MAP1S, also known as microtubule-associated protein 1 small form (originally named C19ORF5), is a significant protein. It serves as linkers connecting mitochondria with microtubules for trafficking and bridges the autophagy machinery with microtubules and mitochondria, influencing autophagosomal biogenesis and degradation. MAP1S is involved in pathways like cell division, autophagy, phagocytosis, and Toll-like receptor (TLR) signaling, which are crucial for normal cellular function and immune defense [1,2,3]. Genetic models, such as gene knockout mouse models, can be valuable for studying its functions.
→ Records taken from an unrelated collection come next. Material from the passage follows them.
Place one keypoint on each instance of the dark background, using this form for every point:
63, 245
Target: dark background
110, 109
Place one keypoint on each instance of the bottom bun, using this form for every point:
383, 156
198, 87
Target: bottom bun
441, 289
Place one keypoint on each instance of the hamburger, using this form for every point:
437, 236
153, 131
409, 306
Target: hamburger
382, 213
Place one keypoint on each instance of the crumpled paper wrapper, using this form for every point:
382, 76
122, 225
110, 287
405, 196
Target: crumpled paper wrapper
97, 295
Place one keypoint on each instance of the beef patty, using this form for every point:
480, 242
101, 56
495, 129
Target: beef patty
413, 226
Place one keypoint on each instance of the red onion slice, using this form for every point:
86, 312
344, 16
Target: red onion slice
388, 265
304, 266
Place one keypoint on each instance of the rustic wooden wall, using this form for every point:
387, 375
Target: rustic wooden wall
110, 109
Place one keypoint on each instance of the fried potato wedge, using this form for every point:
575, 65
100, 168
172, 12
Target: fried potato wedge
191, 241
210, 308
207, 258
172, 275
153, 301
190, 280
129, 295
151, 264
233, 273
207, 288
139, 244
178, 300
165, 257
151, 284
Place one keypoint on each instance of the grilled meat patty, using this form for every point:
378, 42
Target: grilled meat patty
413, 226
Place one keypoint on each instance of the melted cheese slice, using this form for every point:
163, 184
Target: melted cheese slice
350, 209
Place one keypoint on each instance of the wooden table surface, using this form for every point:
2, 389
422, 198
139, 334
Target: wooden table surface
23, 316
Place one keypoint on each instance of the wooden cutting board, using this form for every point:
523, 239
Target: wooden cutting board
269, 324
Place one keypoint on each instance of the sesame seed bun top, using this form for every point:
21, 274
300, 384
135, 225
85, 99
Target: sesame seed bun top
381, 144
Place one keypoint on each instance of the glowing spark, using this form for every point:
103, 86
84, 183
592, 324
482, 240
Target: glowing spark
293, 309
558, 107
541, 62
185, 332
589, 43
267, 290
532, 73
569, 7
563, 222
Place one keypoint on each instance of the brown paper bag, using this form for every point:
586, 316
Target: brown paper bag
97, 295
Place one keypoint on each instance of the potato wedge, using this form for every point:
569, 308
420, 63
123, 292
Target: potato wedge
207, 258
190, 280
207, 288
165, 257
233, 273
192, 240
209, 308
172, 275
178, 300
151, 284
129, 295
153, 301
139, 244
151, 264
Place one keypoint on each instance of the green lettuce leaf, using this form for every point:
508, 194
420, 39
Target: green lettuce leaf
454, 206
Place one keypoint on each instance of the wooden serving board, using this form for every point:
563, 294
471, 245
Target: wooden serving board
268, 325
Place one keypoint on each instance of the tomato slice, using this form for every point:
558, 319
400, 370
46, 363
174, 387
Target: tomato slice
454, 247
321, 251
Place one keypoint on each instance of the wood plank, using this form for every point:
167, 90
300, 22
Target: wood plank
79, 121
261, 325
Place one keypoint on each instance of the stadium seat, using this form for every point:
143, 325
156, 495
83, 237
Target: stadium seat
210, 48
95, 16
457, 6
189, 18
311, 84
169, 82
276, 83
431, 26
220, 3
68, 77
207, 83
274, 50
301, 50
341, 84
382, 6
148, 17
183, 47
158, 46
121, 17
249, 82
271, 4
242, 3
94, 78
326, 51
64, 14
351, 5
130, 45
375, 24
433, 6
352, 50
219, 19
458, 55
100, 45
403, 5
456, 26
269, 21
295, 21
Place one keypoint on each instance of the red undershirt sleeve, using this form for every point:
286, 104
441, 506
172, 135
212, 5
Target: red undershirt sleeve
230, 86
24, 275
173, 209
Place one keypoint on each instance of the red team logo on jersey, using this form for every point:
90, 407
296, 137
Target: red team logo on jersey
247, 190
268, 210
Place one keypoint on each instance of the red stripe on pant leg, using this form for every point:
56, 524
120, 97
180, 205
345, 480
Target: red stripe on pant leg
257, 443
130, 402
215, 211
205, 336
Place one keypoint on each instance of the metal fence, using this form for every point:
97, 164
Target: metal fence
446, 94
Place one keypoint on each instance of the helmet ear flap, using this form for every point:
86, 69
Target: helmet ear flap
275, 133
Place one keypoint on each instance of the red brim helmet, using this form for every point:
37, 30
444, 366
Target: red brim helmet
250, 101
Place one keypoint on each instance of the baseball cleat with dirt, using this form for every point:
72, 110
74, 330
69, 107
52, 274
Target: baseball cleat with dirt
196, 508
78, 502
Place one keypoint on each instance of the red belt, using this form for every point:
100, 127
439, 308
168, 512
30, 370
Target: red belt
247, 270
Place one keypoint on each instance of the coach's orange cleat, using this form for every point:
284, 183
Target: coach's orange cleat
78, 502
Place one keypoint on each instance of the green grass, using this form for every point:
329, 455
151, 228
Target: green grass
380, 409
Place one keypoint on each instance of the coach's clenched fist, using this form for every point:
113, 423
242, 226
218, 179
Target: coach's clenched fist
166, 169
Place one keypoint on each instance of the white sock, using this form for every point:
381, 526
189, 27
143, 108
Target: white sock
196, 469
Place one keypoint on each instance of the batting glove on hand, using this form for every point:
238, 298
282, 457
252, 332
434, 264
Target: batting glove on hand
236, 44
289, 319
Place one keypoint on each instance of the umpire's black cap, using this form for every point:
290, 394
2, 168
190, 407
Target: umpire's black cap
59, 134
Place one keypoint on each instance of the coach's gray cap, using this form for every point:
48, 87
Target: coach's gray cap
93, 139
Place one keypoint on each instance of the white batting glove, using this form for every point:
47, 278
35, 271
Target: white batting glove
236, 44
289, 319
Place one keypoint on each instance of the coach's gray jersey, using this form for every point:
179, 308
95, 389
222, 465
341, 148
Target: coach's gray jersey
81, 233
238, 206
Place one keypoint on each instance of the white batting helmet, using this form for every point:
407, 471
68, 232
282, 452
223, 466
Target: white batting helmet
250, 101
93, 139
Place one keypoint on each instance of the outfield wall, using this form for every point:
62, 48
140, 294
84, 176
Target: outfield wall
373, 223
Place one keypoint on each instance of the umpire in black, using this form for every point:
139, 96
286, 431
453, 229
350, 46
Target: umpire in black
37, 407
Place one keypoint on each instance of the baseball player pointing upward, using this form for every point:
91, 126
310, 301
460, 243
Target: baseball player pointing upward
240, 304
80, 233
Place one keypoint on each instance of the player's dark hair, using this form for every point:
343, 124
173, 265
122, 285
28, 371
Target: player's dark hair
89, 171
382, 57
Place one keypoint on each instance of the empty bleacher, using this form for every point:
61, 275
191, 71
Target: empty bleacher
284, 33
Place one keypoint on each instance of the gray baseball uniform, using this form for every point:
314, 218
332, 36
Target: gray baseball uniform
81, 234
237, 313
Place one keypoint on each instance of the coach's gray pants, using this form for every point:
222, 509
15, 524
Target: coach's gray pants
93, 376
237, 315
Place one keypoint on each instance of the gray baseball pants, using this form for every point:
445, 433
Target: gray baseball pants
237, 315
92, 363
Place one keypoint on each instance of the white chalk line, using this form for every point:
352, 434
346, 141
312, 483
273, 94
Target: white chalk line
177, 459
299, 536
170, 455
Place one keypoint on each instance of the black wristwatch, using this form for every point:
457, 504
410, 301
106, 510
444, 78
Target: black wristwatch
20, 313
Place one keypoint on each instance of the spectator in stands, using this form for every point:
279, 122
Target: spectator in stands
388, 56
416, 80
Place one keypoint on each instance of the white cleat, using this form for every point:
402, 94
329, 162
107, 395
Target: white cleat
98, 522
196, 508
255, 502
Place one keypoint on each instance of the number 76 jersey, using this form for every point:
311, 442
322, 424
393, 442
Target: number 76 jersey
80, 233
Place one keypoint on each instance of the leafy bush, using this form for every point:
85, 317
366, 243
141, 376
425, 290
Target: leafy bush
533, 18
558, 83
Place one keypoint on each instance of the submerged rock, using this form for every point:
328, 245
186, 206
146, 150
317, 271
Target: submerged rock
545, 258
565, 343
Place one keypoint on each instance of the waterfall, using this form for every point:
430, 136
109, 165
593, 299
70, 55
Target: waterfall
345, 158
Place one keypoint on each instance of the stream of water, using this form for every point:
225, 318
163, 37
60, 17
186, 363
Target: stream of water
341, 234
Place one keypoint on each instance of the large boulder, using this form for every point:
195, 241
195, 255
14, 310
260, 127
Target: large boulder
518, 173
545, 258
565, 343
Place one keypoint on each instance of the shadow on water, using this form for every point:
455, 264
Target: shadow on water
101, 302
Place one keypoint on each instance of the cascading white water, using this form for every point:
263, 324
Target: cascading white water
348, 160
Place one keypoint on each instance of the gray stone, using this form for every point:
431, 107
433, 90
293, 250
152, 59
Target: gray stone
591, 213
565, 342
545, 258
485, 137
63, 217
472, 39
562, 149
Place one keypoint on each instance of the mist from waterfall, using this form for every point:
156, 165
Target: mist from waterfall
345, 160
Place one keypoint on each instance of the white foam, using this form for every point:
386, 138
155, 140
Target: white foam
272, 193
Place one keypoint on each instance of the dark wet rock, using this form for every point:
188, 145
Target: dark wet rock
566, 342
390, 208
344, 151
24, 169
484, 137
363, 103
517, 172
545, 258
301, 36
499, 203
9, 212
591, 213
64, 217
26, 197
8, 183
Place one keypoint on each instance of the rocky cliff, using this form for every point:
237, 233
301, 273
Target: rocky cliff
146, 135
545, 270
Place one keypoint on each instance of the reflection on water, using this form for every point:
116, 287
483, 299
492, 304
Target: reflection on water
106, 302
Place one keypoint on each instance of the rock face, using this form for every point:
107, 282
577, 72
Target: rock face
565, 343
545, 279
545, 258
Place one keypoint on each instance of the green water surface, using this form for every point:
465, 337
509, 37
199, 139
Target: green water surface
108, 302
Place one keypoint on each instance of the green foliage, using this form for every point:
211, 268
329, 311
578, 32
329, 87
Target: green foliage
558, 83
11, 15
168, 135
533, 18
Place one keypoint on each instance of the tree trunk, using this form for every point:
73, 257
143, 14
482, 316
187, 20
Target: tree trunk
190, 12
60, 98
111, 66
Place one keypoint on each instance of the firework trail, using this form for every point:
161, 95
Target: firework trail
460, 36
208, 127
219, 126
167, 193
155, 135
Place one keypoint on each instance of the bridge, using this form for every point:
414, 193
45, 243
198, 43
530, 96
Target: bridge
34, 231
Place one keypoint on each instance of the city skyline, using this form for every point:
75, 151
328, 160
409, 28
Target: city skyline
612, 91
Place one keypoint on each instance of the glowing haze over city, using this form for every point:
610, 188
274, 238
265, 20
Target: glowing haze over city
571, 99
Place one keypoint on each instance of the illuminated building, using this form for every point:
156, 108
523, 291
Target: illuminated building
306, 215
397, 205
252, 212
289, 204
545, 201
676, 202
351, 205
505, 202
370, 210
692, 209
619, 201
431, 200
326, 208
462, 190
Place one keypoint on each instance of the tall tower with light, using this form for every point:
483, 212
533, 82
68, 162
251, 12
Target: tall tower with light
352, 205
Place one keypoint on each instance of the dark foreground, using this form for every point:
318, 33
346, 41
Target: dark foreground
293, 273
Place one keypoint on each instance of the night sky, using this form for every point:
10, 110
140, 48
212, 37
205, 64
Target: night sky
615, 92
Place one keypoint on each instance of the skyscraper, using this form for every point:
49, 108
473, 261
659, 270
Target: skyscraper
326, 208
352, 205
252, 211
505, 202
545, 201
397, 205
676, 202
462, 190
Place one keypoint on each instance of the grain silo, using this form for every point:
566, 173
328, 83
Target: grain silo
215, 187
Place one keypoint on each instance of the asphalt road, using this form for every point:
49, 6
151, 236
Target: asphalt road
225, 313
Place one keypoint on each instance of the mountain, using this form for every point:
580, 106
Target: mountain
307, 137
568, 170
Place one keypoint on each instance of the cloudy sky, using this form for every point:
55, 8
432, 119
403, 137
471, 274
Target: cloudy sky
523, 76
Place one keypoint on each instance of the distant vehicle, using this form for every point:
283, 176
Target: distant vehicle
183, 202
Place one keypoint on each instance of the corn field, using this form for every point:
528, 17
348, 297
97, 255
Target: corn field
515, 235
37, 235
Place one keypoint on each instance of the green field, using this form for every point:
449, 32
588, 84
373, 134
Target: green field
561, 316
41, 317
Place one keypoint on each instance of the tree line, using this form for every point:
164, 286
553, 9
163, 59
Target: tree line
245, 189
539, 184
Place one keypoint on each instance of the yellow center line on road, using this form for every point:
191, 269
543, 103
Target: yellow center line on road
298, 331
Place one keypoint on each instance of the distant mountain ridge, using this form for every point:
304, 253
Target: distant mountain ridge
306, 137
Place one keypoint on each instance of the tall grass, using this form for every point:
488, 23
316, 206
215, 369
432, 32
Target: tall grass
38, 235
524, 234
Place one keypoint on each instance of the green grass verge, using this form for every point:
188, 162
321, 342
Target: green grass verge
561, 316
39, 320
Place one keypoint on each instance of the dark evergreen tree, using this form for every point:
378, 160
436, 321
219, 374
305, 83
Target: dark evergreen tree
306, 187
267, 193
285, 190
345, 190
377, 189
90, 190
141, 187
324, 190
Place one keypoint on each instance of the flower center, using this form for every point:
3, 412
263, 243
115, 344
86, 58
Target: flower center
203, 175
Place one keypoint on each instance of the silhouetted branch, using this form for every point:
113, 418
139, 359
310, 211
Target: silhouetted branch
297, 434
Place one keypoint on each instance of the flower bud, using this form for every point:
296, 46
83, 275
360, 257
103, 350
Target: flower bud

In KO mouse models, MAP1S deficiency leads to various issues. For example, in mice with MAP1S deleted, there is an impairment of autophagy clearance of fibronectin in renal cells, leading to an accumulation of fibrosis-related proteins and the development of renal fibrosis in aged mice [4]. In another case, defects in MAP1S-mediated autophagy in mice trigger oxidative stress, sinusoidal dilation, and lifespan reduction, especially when fibronectin is overexpressed [5].

In conclusion, MAP1S plays essential roles in maintaining microtubule stability during cell division, regulating autophagy, phagocytosis, and TLR signaling. Studies using KO mouse models have revealed its significance in diseases like renal fibrosis and in maintaining normal physiological states such as lifespan. These insights into MAP1S functions contribute to a better understanding of related biological processes and disease mechanisms, potentially guiding future research for therapeutic interventions.